Results 1 to 7 of 7

Thread: How to compress strings with equal number of 0s and 1s

  1. #1
    Member
    Join Date
    Jan 2017
    Location
    Spain
    Posts
    3
    Thanks
    0
    Thanked 0 Times in 0 Posts

    How to compress strings with equal number of 0s and 1s

    I have several binary strings

    S1 = ....
    S2 = ....
    S3 = ....
    etc...

    each string with these properties:

    1. they are of arbitrary length
    2. within each string the amount of 0 bits is the same amount of 1 bits (for example: 000111)
    3. there does not exist any partial string (= a substring starting in position 0 and with length L), with the same amount of 0s and 1s other than the whole string itself. For example, 001101 is not a valid string because there is the partial string "0011" with the same number of 0s and 1s. On the other hand, 110100 is valid because I only have the same number of 0s and 1s at the end of the string
    4. other than the properties above, bits can be considered randomly distributed

    Because of property 3. I can concatenate all strings into a single string S1S2S3S4... and I can always retrieve them again (each string is equal to "read up until you get an equal amount of 0s and 1s").
    My question is... what's the best way to compress this string S1S2S3S4...? I've tried to run some of them into bz2, lzma, xz, but they all seem to expand the original string rather than compressing it. Any idea? Hints? HALPPP

  2. #2
    Member
    Join Date
    Nov 2013
    Location
    Kraków, Poland
    Posts
    645
    Thanks
    205
    Thanked 196 Times in 119 Posts
    If you want to do it optimally (assuming uniform probability distribution among all possibilities), you need to solve recurrence for the number of combinations fulfilling your condition 3:
    C(k,l) - the number of bit sequences with k zeros and l ones fulfilling your condition 3 (no prefix contains the same number of 0 and 1)
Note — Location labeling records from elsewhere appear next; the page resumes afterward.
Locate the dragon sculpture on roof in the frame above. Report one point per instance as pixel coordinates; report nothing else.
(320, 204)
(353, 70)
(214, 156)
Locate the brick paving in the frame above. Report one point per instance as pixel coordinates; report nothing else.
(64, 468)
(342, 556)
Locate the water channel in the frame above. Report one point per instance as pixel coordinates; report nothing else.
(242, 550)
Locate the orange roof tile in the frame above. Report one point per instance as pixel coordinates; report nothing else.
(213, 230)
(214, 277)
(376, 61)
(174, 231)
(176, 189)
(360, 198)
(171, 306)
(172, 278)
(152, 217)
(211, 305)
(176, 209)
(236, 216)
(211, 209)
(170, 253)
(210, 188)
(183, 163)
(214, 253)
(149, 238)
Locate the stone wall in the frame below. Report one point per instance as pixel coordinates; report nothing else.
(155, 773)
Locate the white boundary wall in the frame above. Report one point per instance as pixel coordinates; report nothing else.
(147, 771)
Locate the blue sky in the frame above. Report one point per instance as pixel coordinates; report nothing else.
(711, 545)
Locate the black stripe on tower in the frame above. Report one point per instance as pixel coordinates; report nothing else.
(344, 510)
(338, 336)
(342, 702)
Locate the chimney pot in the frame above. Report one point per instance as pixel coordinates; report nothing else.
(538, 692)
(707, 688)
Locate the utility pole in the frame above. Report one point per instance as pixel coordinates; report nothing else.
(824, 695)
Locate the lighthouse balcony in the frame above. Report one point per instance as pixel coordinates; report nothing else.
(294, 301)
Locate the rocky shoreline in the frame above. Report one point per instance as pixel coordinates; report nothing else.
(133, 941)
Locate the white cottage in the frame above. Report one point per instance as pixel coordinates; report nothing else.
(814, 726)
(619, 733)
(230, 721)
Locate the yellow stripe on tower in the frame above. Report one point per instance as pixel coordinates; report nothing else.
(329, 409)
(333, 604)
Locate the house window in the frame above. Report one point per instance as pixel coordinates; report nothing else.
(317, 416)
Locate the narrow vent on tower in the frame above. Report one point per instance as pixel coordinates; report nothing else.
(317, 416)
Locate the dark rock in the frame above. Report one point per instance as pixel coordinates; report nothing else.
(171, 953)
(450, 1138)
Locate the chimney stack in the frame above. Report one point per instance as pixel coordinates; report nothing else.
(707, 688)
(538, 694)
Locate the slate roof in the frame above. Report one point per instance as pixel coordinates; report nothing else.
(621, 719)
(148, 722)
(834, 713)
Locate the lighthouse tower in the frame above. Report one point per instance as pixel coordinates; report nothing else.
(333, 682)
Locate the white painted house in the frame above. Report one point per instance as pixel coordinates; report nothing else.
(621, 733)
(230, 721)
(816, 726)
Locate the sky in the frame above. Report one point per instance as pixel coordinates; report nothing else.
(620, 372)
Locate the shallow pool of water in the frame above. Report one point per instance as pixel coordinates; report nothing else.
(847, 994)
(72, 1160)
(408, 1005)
    C(k,l) = 1 if k = l = 0 // initialization
    C(k,l) = 0 if k = l > 0 // prefix condition
    C(k,l) = C(k-1,l) + C(k,l-1) otherwise
    You just build Pascal's triangle, but put zeros in the center.

    There might be analytic solution, but you can just solve it iteratively and e.g. put into a table.
    Then you can easily find the number of bits you optimally need: lg(C(n-1,n) + C(n,n-1)) for length 2n sequence.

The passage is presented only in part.